韓珉齊に相たり、吏をして公疇豎を逐わしめ、周の成陽君を留むるに大いに怒る。韓珉に謂いて曰く、「公二人の者を以て賢人と為さば、入る所の國、因りて之を用いんか。則ち其の小國に處るに如かず。何ぞや。成陽君秦の為に韓を去り、公疇豎は、楚王之を善しとす。今公因りて之を逐わば、二人の者必ず秦・楚に入り、必ず公の患いと為らん。且つ公の天下に善からざるを明らかにす。天下の公を善しとせざる者、與に齊に求むる有らんと欲する者、且に之を收めて、以て齊に臨みて公を市らんとす。」

現代語訳

韓珉が斉の宰相となり、役人に命じて公疇豎を追放させ、周が成陽君を(周に)引き留めていることに大いに怒った。ある人が韓珉に言った。「あなたがこの二人を賢人だと認めるなら、彼らが入国した国はそのまま彼らを用いればよいはずです。むしろそれが小国にとっては望ましいことでしょう。

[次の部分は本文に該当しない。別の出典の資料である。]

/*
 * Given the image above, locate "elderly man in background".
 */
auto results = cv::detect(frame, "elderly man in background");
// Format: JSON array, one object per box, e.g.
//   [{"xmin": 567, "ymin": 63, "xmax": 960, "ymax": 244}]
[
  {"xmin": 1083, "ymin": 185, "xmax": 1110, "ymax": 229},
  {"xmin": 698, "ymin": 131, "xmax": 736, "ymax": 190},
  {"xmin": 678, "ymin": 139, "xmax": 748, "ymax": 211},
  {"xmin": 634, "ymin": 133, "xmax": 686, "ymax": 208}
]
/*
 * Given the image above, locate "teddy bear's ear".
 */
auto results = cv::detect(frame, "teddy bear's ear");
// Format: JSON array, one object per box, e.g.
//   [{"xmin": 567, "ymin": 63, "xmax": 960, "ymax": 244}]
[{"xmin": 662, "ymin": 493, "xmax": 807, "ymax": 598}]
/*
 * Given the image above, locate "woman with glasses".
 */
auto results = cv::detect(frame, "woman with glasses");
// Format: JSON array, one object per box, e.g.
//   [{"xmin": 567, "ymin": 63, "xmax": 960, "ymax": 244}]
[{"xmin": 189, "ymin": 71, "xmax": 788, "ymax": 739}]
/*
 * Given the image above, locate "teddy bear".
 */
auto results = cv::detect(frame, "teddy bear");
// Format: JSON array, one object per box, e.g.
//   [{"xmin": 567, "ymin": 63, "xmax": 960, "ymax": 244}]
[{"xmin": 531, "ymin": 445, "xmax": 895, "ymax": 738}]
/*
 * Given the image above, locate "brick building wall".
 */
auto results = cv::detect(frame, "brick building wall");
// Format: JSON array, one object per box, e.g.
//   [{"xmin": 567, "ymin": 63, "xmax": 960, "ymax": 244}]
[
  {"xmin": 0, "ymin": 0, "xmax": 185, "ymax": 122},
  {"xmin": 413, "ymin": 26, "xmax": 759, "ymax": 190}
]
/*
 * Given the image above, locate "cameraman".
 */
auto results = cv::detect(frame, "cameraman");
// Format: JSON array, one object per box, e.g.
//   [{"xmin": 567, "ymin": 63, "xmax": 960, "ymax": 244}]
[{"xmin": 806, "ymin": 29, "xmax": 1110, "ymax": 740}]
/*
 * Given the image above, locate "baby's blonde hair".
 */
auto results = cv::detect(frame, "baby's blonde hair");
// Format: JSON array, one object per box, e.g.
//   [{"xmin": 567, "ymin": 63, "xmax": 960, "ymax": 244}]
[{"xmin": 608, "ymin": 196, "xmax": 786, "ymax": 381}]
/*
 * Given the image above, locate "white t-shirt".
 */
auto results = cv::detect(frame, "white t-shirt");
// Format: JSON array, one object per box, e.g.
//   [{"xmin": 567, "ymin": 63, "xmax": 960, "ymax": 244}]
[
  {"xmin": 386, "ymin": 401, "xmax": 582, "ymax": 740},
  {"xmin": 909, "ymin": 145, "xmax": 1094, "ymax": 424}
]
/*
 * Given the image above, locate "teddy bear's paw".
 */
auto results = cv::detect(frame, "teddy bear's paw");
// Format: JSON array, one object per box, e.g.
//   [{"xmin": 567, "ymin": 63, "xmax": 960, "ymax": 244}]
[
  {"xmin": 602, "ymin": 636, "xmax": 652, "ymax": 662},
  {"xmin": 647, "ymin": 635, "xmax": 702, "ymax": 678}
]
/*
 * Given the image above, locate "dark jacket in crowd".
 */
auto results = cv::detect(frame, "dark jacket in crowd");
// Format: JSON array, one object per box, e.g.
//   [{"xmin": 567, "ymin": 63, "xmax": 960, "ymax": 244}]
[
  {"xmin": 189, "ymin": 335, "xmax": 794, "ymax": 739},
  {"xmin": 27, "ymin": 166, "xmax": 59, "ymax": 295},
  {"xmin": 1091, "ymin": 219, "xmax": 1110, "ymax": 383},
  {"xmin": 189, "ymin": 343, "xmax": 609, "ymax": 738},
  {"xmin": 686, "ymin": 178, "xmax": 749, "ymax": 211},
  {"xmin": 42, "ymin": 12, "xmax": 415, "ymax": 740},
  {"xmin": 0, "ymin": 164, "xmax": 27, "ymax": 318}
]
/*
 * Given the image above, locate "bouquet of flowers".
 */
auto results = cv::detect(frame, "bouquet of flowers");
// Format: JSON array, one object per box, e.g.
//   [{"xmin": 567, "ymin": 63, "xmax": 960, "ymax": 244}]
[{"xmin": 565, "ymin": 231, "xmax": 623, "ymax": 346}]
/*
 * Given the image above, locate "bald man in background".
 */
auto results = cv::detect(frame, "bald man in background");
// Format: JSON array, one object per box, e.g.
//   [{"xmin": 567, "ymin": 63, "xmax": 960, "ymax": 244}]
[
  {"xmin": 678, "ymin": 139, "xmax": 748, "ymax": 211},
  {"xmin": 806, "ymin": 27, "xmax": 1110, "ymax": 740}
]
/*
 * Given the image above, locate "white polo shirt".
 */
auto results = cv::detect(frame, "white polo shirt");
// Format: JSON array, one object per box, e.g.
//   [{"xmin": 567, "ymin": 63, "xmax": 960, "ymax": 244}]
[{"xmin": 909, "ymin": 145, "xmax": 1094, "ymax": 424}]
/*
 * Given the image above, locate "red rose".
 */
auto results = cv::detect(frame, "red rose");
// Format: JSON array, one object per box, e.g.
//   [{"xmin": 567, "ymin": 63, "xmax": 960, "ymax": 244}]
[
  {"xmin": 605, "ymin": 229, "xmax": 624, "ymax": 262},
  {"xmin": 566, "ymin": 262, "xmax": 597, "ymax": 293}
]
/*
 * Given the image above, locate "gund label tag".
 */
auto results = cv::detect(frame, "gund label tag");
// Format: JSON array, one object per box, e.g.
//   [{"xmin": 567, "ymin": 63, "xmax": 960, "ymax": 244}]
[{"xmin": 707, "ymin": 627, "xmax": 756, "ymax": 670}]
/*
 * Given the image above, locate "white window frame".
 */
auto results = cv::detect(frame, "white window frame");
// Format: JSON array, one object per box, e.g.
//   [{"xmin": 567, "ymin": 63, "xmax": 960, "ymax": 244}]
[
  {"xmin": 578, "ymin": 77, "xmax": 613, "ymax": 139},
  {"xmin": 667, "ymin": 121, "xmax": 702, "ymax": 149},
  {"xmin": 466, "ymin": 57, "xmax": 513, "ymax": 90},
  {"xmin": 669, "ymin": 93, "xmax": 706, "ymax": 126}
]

なぜなら、成陽君は秦のために韓を去った人物であり、公疇豎は楚王がその人物を高く評価しているからです。今、あなたがこの二人をわざわざ追放すれば、彼らは必ず秦・楚へ入り込み、必ずあなたにとっての禍となるでしょう。それに、あなたが天下の人材に対して寛容でないことを世に示すことにもなります。天下にはあなたを快く思わない者や、あなたを通じて斉に何かを求めようとする者たちがいますが、そうした者たちがこの二人を取り込み、それを材料に斉に取り入り、あなたを陥れようとするでしょう。」

解説

この章は、韓珉が政敵とみなす二人の人物を追放しようとする行為が、実は彼ら自身の価値を敵国(秦・楚)に献上する結果になりかねないと警告する話です。有能な人材は、追放したからといって消えてなくなるわけではなく、むしろ競合する他国に流出し、自分に不利な形で活用されてしまいます。さらに、寛容さを欠く人事は「天下の人材を受け入れない狭量な人物」という評判を広め、それを利用しようとする第三者につけ込む隙を与えることにもなります。人材や競合相手を排除する決断を下す際には、排除した後にその人材がどこへ向かい、どう利用されるかまで見通す必要があるという、組織運営における人材マネジメントの本質的な教訓を伝えています。